Ao bater de frente com o Congresso para julgar o marco temporal, o Supremo Tribunal Federal (STF) banca uma disputa institucional que não deve ser encerrada ao término da votação.

A Corte caminha para declarar inconstitucional a tese que diz que povos indígenas só podem reivindicar terras que ocupavam em 5 de outubro de 1988, data da promulgação da Constituição. O placar chegou a cinco a dois nesta quarta-feira, 20, com o voto do ministro Dias Toffoli contra o marco temporal. O julgamento será retomado amanhã.

O processo foi pautado em um momento em que o debate sobre o tema avança no Congresso. A Câmara dos Deputados aprovou, em maio, um projeto de lei para restringir as demarcações. A proposta está na Comissão de Constituição e Justiça (CCJ) do Senado.

Ao colocar a ação na pauta, a presidente do STF, Rosa Weber, contrariou a bancada ruralista e o presidente da Câmara, Arthur Lira (PP-AL), simpático ao projeto de lei. Deputados e senadores ligados ao agronegócio esperavam dissuadir a Corte de retomar o julgamento.

A ministra, conhecida pela defesa de pautas de direitos humanos, corre contra o tempo para votar no caso. Ela se aposenta compulsoriamente no final do mês e sinalizou aos colegas que não gostaria de deixar o tribunal sem participar da votação. O julgamento é considerado histórico e uma das principais marcas de sua gestão como presidente do Supremo.

Especialistas ouvidos pela reportagem avaliam que, se os ministros decidirem que a tese é inconstitucional, o projeto de lei será colocado em xeque. O PL trata de outros temas, que podem seguir tramitando, mas o trecho sobre o marco temporal precisará ser revisto.

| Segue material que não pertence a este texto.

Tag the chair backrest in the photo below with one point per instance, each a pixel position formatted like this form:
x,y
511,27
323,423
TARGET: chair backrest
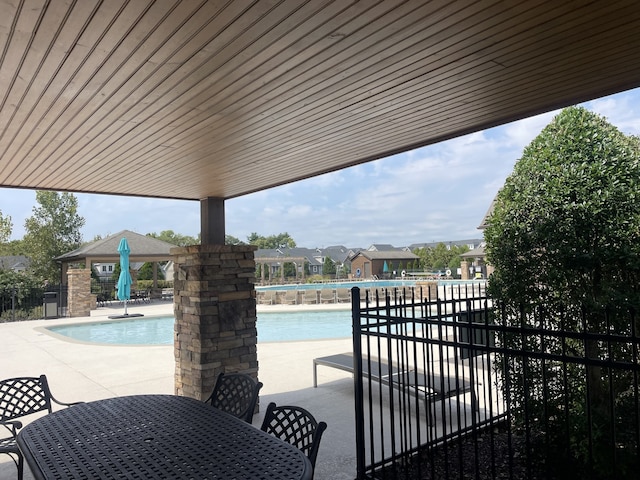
x,y
23,396
236,394
296,426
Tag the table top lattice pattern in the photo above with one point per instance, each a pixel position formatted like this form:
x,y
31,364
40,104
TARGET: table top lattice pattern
x,y
159,437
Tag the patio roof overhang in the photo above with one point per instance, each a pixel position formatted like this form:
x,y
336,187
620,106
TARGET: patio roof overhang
x,y
195,100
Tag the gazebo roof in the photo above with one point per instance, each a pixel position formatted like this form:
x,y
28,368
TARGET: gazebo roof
x,y
143,249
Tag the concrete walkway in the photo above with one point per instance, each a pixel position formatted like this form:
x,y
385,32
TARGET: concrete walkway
x,y
78,371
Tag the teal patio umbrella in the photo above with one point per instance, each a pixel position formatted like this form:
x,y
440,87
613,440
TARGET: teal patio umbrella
x,y
124,280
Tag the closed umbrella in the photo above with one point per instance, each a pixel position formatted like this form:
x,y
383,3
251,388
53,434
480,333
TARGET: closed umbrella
x,y
124,280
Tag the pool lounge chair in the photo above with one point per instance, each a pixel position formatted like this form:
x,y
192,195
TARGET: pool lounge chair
x,y
430,385
327,295
290,296
343,295
310,296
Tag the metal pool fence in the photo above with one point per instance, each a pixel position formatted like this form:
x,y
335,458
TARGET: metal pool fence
x,y
22,303
444,389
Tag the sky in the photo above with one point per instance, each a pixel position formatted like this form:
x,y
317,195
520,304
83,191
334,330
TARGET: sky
x,y
431,194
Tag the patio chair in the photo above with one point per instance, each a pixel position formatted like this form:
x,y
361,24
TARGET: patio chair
x,y
236,394
296,426
20,397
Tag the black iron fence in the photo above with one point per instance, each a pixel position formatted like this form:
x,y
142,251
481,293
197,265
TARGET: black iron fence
x,y
27,303
444,390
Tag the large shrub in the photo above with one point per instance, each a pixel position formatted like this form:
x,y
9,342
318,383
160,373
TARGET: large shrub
x,y
564,237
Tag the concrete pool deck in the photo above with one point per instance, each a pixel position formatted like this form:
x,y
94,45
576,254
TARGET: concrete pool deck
x,y
85,372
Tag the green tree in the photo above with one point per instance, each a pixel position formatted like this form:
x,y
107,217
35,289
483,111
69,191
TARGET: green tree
x,y
563,239
282,240
173,238
146,272
53,229
231,240
6,228
328,266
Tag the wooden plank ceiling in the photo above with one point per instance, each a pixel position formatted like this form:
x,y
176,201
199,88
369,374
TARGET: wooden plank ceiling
x,y
194,99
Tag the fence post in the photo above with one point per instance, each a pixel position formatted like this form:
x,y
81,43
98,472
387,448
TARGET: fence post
x,y
13,304
358,383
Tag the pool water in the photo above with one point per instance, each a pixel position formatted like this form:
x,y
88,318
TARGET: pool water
x,y
272,327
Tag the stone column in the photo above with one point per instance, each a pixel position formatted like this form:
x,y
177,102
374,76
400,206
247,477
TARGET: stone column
x,y
80,297
215,311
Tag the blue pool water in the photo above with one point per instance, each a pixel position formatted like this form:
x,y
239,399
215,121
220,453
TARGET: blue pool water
x,y
272,327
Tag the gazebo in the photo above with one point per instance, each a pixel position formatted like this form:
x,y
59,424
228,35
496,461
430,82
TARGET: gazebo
x,y
143,249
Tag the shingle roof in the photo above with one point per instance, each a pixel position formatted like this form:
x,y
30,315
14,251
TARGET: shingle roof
x,y
388,255
141,247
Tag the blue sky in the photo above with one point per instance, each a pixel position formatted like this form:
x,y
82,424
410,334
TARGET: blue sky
x,y
435,193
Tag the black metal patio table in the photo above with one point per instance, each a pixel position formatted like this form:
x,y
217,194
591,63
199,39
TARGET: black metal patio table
x,y
155,436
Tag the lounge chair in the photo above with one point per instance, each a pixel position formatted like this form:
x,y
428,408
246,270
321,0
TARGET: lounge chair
x,y
268,297
310,296
343,295
431,385
290,296
327,295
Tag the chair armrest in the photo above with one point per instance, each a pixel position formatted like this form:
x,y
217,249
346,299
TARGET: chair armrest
x,y
64,404
12,425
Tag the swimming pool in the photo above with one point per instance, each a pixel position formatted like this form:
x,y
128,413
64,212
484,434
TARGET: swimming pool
x,y
272,327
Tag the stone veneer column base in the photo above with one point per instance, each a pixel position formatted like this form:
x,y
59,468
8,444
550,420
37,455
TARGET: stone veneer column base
x,y
215,310
80,298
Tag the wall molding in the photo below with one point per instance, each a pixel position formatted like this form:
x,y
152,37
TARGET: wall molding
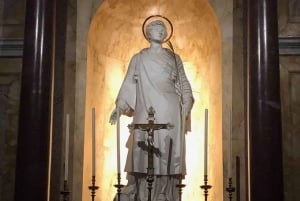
x,y
14,47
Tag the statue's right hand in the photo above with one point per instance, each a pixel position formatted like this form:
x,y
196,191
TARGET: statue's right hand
x,y
114,116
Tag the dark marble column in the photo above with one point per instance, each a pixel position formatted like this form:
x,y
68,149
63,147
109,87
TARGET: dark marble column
x,y
265,149
32,167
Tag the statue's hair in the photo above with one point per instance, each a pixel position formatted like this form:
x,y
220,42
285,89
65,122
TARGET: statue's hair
x,y
153,24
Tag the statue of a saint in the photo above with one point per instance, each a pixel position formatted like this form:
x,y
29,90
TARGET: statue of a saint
x,y
155,78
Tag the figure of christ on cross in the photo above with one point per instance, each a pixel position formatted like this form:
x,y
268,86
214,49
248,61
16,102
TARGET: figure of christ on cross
x,y
150,127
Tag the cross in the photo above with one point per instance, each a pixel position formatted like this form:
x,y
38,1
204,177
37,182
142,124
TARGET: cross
x,y
150,127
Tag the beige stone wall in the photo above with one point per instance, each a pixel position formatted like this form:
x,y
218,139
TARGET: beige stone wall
x,y
224,14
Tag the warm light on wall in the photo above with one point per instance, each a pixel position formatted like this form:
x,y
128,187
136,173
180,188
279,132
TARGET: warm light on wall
x,y
109,52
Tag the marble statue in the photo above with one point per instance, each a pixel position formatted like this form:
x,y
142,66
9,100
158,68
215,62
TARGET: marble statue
x,y
155,78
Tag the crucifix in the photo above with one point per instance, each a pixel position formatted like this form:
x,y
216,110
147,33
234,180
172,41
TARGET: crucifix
x,y
150,127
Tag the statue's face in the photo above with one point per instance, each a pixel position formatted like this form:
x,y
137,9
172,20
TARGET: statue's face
x,y
157,33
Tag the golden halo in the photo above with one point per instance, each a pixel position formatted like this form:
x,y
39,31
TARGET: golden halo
x,y
163,19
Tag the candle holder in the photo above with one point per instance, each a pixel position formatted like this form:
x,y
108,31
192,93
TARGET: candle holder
x,y
119,186
206,187
65,192
93,188
230,189
180,186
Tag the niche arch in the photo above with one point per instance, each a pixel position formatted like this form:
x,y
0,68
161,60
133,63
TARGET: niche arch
x,y
114,36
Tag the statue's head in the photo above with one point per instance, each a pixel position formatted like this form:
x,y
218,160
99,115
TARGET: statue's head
x,y
156,25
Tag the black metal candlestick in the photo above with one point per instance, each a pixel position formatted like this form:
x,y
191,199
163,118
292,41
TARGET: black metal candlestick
x,y
180,186
205,187
65,191
93,188
119,186
230,189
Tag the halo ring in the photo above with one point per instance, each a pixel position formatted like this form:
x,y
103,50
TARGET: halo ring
x,y
159,16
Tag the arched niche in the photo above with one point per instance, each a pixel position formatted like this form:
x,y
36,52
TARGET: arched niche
x,y
115,34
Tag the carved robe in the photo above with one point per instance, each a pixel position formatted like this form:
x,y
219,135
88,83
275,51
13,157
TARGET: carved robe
x,y
156,80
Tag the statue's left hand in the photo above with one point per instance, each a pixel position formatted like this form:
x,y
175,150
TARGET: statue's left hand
x,y
114,116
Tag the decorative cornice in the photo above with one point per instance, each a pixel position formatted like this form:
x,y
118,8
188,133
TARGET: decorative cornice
x,y
14,47
289,46
11,47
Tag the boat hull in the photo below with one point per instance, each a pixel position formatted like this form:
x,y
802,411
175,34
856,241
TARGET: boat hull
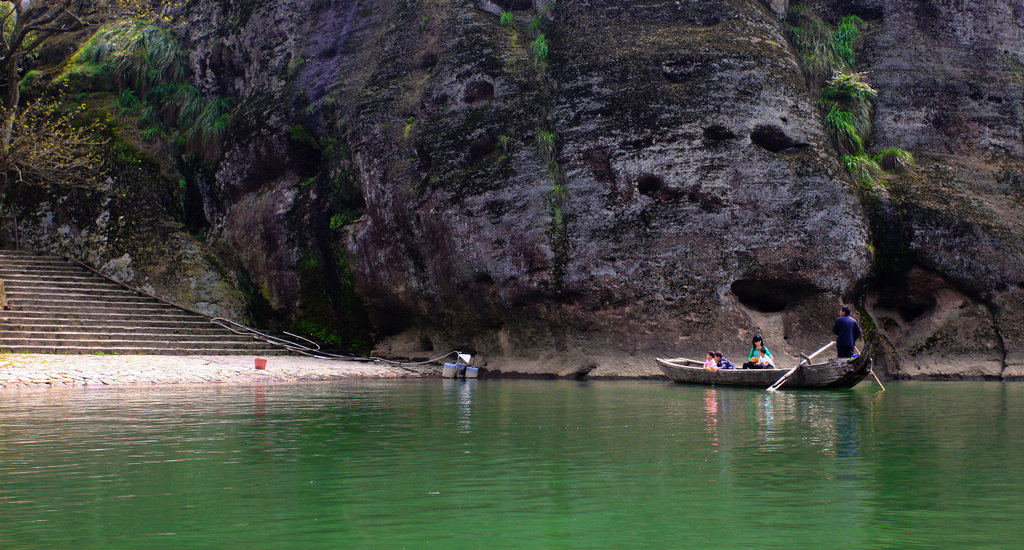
x,y
833,374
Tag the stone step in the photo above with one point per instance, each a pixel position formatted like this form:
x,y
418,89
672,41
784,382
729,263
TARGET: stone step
x,y
48,278
101,316
83,326
40,263
23,294
129,340
58,306
140,333
29,281
139,350
11,270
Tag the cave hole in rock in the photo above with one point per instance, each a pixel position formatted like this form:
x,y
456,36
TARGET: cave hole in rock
x,y
717,132
427,60
423,158
478,91
770,296
426,344
911,295
649,184
773,138
481,146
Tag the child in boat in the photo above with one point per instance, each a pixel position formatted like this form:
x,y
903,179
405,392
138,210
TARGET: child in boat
x,y
711,364
754,357
722,362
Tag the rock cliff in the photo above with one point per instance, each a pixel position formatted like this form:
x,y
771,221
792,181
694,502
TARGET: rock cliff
x,y
577,186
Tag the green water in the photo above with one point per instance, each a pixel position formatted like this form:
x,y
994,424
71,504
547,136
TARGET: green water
x,y
512,464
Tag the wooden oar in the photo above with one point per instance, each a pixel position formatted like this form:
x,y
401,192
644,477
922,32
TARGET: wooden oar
x,y
872,372
805,361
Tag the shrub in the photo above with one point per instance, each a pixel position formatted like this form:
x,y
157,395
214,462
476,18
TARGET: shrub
x,y
841,126
137,53
849,92
823,51
895,160
207,130
540,48
546,144
863,169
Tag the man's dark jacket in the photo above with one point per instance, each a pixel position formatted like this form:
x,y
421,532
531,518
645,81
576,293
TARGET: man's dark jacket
x,y
847,331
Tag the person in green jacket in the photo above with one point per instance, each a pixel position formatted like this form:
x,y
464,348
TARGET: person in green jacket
x,y
753,360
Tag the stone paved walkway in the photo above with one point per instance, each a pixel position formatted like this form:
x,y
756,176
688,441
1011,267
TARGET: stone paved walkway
x,y
25,370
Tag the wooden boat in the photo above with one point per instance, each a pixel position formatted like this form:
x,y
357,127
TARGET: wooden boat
x,y
835,373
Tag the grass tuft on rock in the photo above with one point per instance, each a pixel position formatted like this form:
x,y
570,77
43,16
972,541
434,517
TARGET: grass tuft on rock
x,y
895,160
863,169
842,127
851,93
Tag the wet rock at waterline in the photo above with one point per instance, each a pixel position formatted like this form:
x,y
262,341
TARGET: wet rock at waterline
x,y
650,178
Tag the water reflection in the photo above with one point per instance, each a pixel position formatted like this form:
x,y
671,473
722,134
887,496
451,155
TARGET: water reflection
x,y
461,393
461,464
711,413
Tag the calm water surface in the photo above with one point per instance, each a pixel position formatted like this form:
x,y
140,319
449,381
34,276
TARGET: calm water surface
x,y
512,464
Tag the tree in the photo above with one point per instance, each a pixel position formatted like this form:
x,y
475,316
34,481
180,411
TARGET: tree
x,y
41,137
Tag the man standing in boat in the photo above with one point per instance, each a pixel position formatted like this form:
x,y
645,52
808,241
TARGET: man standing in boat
x,y
847,331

“Entendo que o PL, internamente, até poderia tramitar, contudo o STF poderia novamente declarar sua inconstitucionalidade. Ou seja, ele seria inócuo. Não surtiria efeitos na prática”, explica o constitucionalista Georges Abboud, sócio do Warde Advogados e professor da PUC de São Paulo.


Se os parlamentares insistirem na votação do PL, o Supremo Tribunal Federal tem pelo menos dois caminhos disponíveis. O primeiro, mais cauteloso, é aguardar a movimentação no Congresso e, se o projeto for promulgado, esperar o ajuizamento de alguma ação para eventualmente derrubar o texto. A segunda alternativa seria um controle prévio de constitucionalidade. A atuação preventiva acontece, via de regra, quando há risco de violação de cláusulas pétreas da Constituição.

“O Supremo dará uma decisão que, seguramente, será de bom senso, mas um PL não tem qualquer possibilidade de se sobrepor à Constituição. O que está em jogo é a interpretação da Constituição dada pelo seu máximo interprete que é o Supremo Tribunal Federal. Um PL não vai alterar isso”, defende o ex-secretário de Justiça do Estado de São Paulo Belisário dos Santos Júnior, sócio do Sócio de Rubens Naves Santos Jr. Advogados.

O ex-secretário avalia que, a partir do julgamento do STF, se confirmada a derrubada da tese do marco temporal, mesmo uma Proposta de Emenda Constitucional (PEC) teria dificuldades de prosperar: “A Constituição dá um tratamento muito digno aos povos indígenas e assegura o direito originário sobre as terras que ocupavam tradicionalmente.”

Até o momento, os ministros Edson Fachin (relator), Alexandre de Moraes, Cristiano Zanin, Luís Roberto Barroso e Dias Toffoli votaram para derrubar o marco temporal por entenderem que o direito das comunidades a territórios que tradicionalmente ocupavam não depende de uma data fixa. Os ministros Nunes Marques e André Mendonça votaram a favor da tese.

O julgamento também gerou embate com o Executivo. Os ministros vão decidir, ao fixar uma tese sobre o tema, se a União é obrigada a indenizar proprietários expropriados em nome da demarcação de terras indígenas. O governo Luiz Inácio Lula da Silva (PT) teme que as indenizações travem processos em curso.

A Advocacia-Geral da União (AGU) argumentou junto ao STF que o impacto nos cofres públicos será ‘incalculável’. O ministro Alexandre de Moraes, que defende a proposta, rebateu no plenário e chegou a dizer que o problema no ritmo das demarcações não são as indenizações e sim a ‘vontade política’ do Congresso e da Presidência da República.